Best I could get is also 86850. Used a simple genetic algorithm - mutate using crossover points, exchange, reverse, and a bit of shuffling. Then cull all the losers and repeat. Quite ruthless really. First time I have tried this approach, seems very powerful.

Update: Sorry BrowserUK, I updated it within about 20 seconds of posting, you are indeed quick off the mark.


Comment on Re^2: Travelling problem (Anyone better 86850?)
Re^3: Travelling problem (Ignore this. Too quick off the mark!)
by BrowserUk (Pope) on Dec 23, 2013 at 15:32 UTC
    Best I could get is also 8650.

    I think you dropped a digit? (The absolute minimum is 74,283 and that's impossible :)

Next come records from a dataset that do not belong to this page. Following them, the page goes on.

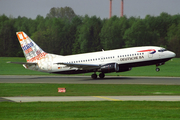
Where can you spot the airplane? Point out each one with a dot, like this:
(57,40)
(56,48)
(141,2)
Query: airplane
(118,60)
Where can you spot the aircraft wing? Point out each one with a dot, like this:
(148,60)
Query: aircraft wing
(81,66)
(23,63)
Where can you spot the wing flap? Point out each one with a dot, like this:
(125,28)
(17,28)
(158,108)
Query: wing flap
(23,63)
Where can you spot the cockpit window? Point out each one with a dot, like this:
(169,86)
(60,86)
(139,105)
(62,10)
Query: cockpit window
(162,50)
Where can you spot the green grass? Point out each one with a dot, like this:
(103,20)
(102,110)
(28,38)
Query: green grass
(90,110)
(20,89)
(170,69)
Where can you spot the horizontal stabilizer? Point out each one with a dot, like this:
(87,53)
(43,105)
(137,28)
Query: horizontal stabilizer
(23,63)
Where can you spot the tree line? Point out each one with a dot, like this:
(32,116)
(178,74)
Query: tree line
(79,34)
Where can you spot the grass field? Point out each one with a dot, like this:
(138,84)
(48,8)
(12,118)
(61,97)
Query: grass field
(20,89)
(110,110)
(170,69)
(90,110)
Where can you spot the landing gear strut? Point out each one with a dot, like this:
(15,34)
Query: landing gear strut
(101,75)
(94,76)
(157,69)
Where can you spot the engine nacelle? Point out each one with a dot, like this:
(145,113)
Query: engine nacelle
(110,67)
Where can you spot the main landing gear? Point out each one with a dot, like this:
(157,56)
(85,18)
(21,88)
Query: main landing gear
(157,69)
(94,76)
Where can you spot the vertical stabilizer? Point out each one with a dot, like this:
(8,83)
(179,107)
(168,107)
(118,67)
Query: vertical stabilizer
(32,51)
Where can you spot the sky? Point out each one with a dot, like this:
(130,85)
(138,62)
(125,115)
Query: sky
(99,8)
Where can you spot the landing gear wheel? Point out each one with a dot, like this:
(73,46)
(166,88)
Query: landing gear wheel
(93,76)
(101,75)
(157,69)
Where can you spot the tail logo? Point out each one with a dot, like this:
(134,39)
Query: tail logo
(27,48)
(21,36)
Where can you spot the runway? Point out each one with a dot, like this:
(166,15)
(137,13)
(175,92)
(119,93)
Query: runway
(91,98)
(88,80)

With the rise and rise of 'Social' network sites: 'Computers are making people easier to use everyday'
Examine what is said, not who speaks -- Silence betokens consent -- Love the truth but pardon error.
"Science is about questioning the status quo. Questioning authority".
In the absence of evidence, opinion is indistinguishable from prejudice.
Re^3: Travelling problem (Anyone better 86850?)
by BrowserUk (Pope) on Dec 23, 2013 at 15:40 UTC
    Quite ruthless really. First time I have tried this approach, seems very powerful.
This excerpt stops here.